Prussian blue curtains, studded with white dots, hang between the columns, partially veiling the alcove at the back. In the centre of the basin, a copper goblet sits on a modest country tripod. A chain, passing through the slit between the curtains, links the receptacle to the backside, from which the water can be heard running.

This scene is a reference to the beliefs of the Orphic mystical current (6th century BC-4th century AD), and in particular to what awaits the soul after the death of the body: it is thirsty, but must not drink from the fountain of Oblivion (Lethe) where the other souls go. The initiate knows that he or she must drink from the Lake of Memory (Mnemosyne) in order to stop the cycle of reincarnation. To do this, they must say the following as their viaticum: ‘I am the son of the Earth and the starry sky; I'm dying of thirst and fainting; give me water to drink from the lake of Mnemosyne’.

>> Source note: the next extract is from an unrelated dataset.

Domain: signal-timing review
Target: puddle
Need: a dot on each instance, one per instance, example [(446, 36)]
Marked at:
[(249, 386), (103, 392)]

The starry curtain is actually a large photograph, or rather a photogram: the fabric has been coated with a sensitive cyanotype solution, then exposed to the sun so that it turns blue. Pieces of meteorite, finely crushed by the artist and scattered randomly across the surface, became the white dots that represent the stars.
The stool is a milking tripod, small enough to be at the height of the cows' and goats' udders. This direct link to milk, in parallel with the Milky Way on the curtain, echoes the sibylline phrase of the Orphics: ‘Like a baby goat I ran towards the milk’.